Turns out doing a direct-die mount of your HSF onto an Ivy Bridge chip is rather easy to do.
What isn't easy to do is getting the right amount of downforce on the CPU such that everything is copacetic.
Here's the socket bracket, simple star-key type bolts, took all of about 15 seconds to remove the entire socket bracket assembly.
Next item on the agenda was setting up the H100 with mounting bolts that don't have the standoffs that are too high given that the IHS won't be there anymore.
This turned out to be rather easy to solve, a trip to Home Depot for some #4-40 bolts was all it took. I threaded them up through the H100's support bracket from behind the mobo (silvery bolts in the picture below).

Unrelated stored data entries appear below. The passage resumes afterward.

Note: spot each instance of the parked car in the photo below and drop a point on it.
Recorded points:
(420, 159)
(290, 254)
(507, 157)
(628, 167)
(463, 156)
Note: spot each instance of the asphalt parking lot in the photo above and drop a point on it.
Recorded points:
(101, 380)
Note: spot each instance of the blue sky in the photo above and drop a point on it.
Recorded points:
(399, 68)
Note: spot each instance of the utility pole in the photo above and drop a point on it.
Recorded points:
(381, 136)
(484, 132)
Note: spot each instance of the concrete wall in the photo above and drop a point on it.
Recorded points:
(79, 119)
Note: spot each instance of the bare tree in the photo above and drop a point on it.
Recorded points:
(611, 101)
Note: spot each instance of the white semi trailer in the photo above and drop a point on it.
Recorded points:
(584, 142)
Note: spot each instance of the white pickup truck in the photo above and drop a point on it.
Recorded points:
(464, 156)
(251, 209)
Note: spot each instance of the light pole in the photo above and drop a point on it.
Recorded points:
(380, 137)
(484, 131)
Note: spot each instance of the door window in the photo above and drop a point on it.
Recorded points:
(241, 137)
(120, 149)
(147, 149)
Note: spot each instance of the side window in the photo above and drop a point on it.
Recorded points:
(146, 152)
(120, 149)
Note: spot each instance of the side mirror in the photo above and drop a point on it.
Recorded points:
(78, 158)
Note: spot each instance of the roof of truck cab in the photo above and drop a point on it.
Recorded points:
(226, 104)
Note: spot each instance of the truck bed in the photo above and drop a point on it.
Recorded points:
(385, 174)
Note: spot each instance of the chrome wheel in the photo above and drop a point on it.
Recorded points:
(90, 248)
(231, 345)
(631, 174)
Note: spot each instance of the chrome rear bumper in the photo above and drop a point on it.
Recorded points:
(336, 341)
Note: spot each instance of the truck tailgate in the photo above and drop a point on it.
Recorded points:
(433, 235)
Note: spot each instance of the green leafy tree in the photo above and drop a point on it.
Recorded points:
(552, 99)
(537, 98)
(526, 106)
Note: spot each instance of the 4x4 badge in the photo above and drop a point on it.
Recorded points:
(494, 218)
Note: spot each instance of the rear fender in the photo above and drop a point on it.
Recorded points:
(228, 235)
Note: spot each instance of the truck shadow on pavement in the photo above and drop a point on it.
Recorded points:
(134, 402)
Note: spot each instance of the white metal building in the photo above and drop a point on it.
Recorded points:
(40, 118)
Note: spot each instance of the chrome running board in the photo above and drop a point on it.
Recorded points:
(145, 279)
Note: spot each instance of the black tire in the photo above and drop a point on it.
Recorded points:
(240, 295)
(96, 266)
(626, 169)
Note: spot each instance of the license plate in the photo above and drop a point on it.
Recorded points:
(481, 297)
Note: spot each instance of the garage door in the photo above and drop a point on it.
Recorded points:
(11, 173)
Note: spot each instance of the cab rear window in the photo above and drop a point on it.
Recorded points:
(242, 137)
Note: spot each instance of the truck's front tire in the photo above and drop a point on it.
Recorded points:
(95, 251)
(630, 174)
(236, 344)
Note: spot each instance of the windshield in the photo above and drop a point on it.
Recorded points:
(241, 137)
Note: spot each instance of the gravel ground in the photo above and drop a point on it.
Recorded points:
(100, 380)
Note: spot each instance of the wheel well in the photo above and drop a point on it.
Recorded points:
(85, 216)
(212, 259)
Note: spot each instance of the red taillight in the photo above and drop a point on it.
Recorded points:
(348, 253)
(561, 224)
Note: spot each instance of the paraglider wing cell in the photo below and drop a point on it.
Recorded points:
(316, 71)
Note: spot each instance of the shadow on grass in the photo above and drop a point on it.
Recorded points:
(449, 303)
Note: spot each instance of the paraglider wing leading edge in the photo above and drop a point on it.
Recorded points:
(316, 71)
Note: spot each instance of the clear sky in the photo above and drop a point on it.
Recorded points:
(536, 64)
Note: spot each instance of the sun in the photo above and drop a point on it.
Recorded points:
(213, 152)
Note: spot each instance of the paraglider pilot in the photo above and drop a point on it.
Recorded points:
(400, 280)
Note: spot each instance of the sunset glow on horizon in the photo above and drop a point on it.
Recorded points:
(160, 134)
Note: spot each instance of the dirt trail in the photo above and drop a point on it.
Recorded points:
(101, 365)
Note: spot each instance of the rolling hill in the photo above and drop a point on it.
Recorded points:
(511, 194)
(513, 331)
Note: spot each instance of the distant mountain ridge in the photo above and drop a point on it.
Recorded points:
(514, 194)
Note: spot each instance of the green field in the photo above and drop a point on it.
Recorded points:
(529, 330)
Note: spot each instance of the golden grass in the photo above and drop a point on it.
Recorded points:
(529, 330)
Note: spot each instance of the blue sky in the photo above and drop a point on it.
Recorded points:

You can tell in the pic above that I really slathered on the NT-H1 TIM for this test in hopes of having the TIM serve a dual-purpose of thermal conductor as well as being a springy-spongy mass of sorts to dampen the inexperienced hands that were about to slam an H100 waterblock down onto the that bare silicon die :whiste:
Once the H100 was placed on top of the die I proceeded to add washers and nuts (inner diameter of the nuts was > the #4 bolt diameter, they are there truly as nothing more than standoff shims) until the remaining bolt length was just right for me to use the H100's stock mounting thumb-nuts (is that even a word? it feels wrong to write it
).
Now then, getting this to boot was a real trick. And keeping it from rebooting was yet another trick. I intended to put a spring on the bolt to provide some resistance to the thumb-nut torque but I got lazy and just went straight for the kill.
The result is that the operating temperatures were very sensitive to how much I tightened those thumb-nuts (as one would expect), but it was also very easy to overtighten them and cause the system to reboot (and promptly hang, BIOS gave an error code that ASUS claims means "no memory installed").
How sensitive are we talking? At 3.5GHz with the initial tightness my peak temperatures were 67°C. I tightened the thumb-nuts by a mere 180° (half a turn) and the peak temps reduced to 61°C. So I turned them another 180° only to have that cause the computer to spontaneously reboot. I backed the nuts off by 90° and the system booted and the peak operating temps were a mere 55°C.
That is a huge range in operating temperature for what amounted to less than a single full turn of the H100 mounting nuts, and going just a smidgen too far and the system reboots. Very touchy.
That said, what kind of results were I able to arrive at with my new found finicky friend?
^ compare cases "c" to that of cases "d" to see the improvements I observed in removing the IHS entirely from my system. In general I only benefited by a few degrees.
Now I realize throwing a big'ole table up like that will basically make people's eyes glaze over, so here is a graph of the same results:
The take home message there is replacing the CPU TIM doesn't really provide any benefit. Reducing the gap between the CPU and the IHS does. And removing the IHS entirely doesn't really provide much benefit either.
And that stands to reason. The heat is going to flow through the copper of the IHS the same as it does through the copper of the H100 waterblock.
But if there is a thick pad of thermal paste in the way, as was the case with my 3770k at time of purchase, then it doesn't really matter how good the TIM itself is (unless it too is made of metal) because the mere presence of that thick pad of thermal paste becomes the weakest link in the thermal conductivity equation.
Once you eliminate the bottleneck that is the gap between the IHS and the CPU, or if you happen to end up with an Ivy Bridge CPU which doesn't have much of a gap to begin with (Yuriman
), then you have pretty much optimized the system at that point regardless which CPU TIM of choice you employ and regardless whether or not you leave the IHS in place.
Now the choice of CPU TIM still plays a role in terms of the robustness in maintaining those nice low temperatures. If the so-called "pump out" effect is real then we can expect it to bite us unless we choose a substitute CPU TIM that is designed to avoid such thermo-mechanical effects.
I haven't really got into testing that part out yet, but I expect IC Diamond and the metal TIMs like Liquid Ultra to be key there.